House bill proposes new VoIP E-911 rule
The National Emergency Number Agency (NENA) generally supports the House bill, which would make it easier for VoIP providers to provide voice competition to incumbent telephone carriers, said Patrick Halley, NENA’s government affairs director.
Under the House bill, a VoIP provider could market and gain new customers in areas where it did not have a 911 solution—something the FCC rules issued a year ago prohibit—if it used a national call center to route calls. However, the bill would require the VoIP provider to order connectivity to a selective router within 30 days of gaining its first new customer and provide direct E-911 service within 180 days to continue getting new subscribers in a given area, Halley said.
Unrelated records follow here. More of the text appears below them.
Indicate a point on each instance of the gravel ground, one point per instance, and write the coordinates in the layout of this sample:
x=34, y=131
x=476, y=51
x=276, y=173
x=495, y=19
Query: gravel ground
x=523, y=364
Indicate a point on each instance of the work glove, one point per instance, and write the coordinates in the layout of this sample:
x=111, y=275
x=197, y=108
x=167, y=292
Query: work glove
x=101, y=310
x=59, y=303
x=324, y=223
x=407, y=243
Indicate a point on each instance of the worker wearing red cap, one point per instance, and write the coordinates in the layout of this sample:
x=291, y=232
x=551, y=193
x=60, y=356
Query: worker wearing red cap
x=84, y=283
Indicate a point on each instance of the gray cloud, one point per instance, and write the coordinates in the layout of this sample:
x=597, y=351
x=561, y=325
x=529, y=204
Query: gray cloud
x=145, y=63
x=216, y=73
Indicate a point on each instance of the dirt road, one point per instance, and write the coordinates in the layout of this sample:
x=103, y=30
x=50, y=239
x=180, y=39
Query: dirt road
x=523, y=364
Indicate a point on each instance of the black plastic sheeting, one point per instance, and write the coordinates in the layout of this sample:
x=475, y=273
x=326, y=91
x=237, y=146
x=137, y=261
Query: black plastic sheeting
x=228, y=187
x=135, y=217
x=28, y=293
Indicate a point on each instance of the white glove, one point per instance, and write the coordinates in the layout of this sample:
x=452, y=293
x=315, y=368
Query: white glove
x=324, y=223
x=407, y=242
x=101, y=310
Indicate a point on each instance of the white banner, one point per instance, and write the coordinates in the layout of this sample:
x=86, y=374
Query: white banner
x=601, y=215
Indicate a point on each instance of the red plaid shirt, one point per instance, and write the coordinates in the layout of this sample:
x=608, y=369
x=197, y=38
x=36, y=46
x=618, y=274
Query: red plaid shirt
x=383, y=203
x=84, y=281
“It doesn’t let them out of their responsibilities at all,” he said. “It just changes the timeline in those areas.”
Opposing the provision is the Association of Public-Safety Communications Officials (APCO), which does not believe VoIP providers should be able to market service without connecting directly into the 911 network, said Robert Gurss, APCO’s director of legal and government affairs.
“We don’t think the call centers are an adequate substitute … because you’re adding delay to that process and potential for human error into that process,” he said. “The call gets answered, but it gets answered by a person in some central location, and you’re depending on that person telling what jurisdiction you’re in and then routing that call to the proper PSAP.
“It multiplies many times the potential for the call to not get through in any kind of a useful matter.”
Gurss also said APCO is concerned with a provision in the bill that would prohibit the FCC from requiring VoIP providers to meet 911 mandates that are not “technically and operationally feasible.”